EPrints Technical Mailing List Archive

Message: #05042


< Previous (by date) | Next (by date) > | < Previous (in thread) | Next (in thread) > | Messages - Most Recent First | Threads - Most Recent First

[EP-tech] Re: Possible importing BibTeX bug in monograph


I think I've worked it out!
Does this: https://github.com/eprints/eprints/pull/356/files
solve it (without the previous fix in place)?

The gory details
--------------------
The $epdata hash is populated in the convert_input method.
At the end of this method there is this:
https://github.com/eprints/eprints/blob/3.3/perl_lib/EPrints/Plugin/Import/BibTeX.pm#L508
 - which calls '_decode_bibtex' on $epdata.

$epdata is a hash ref - so will be caught here: https://github.com/eprints/eprints/blob/3.3/perl_lib/EPrints/Plugin/Import/BibTeX.pm#L524-L531

On line #528, the 'type' key is treated as a special case (I'm guessing as it's created in the convert_input method - and doesn't come directly from the BibTex file itself).
I propose that the 'monograph_type' is also a special case (it's always created in convert_input method; never copied from the BibTeX), and should not be passed to the '_decode_bibtex' function on line 529 either...

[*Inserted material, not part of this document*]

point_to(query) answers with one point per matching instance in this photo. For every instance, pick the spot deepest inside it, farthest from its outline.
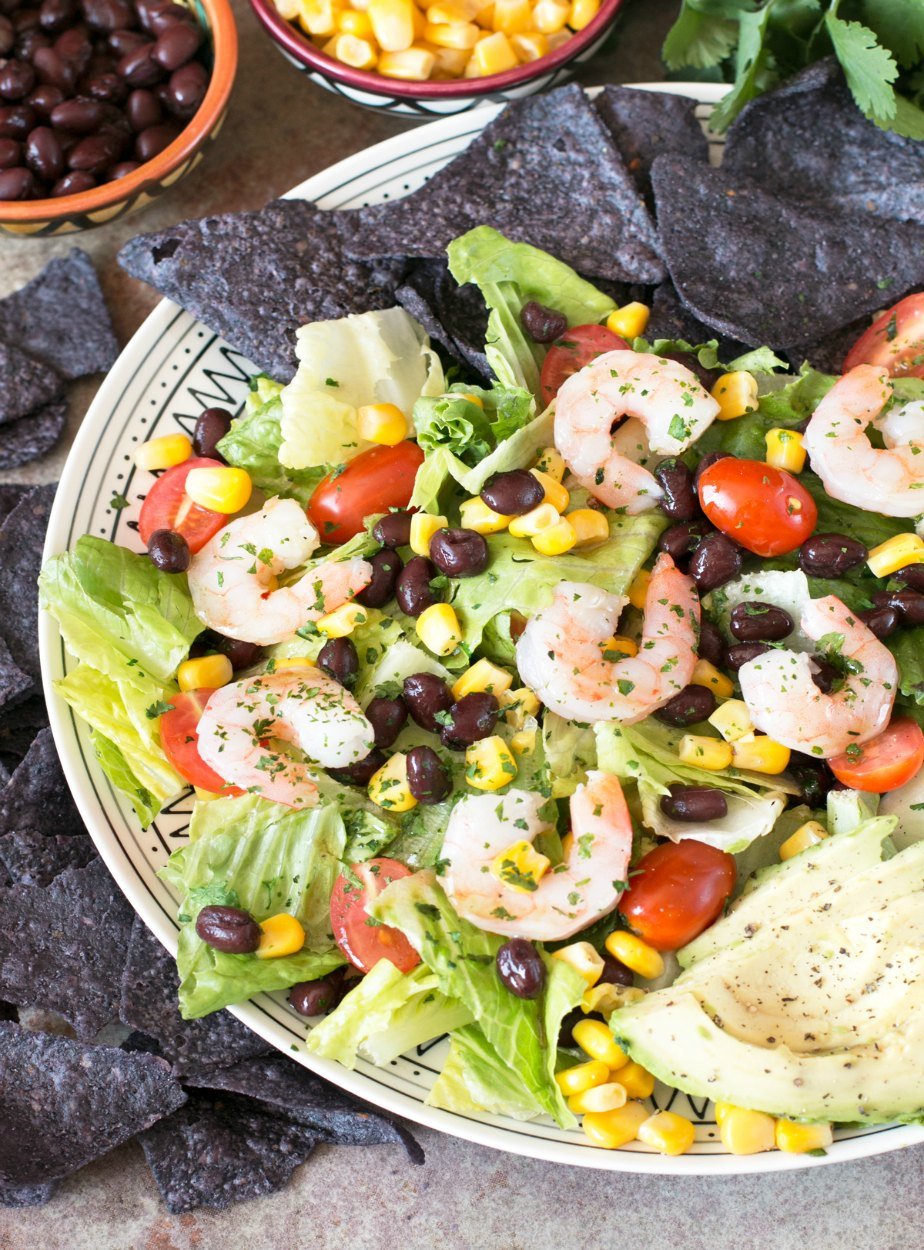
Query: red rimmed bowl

The previous suggestion just defines the monograph type in a way that it will decode to the right value.
Anything that uses $entry->field( "xxx" ) for its value *should* be decoded.

These lines:
https://github.com/eprints/eprints/blob/3.3/perl_lib/EPrints/Plugin/Import/BibTeX.pm#L452-L456
are worth a mention too - in case someone (in a few years time) maps something directly to 'monograph_type' from $entry->field - and doesn't realise that it will be skipped in the decoding.

Cheers,
John

-----Original Message-----
From: eprints-tech-bounces@ecs.soton.ac.uk [mailto:eprints-tech-bounces@ecs.soton.ac.uk] On Behalf Of George Mamalakis
Sent: 30 October 2015 11:09
To: eprints-tech@ecs.soton.ac.uk
Subject: [EP-tech] Re: Possible importing BibTeX bug in monograph

Hi John,

I tried importing the BibTeX file through the web form, as you 
suggested, and it breaks the same way. Good question though!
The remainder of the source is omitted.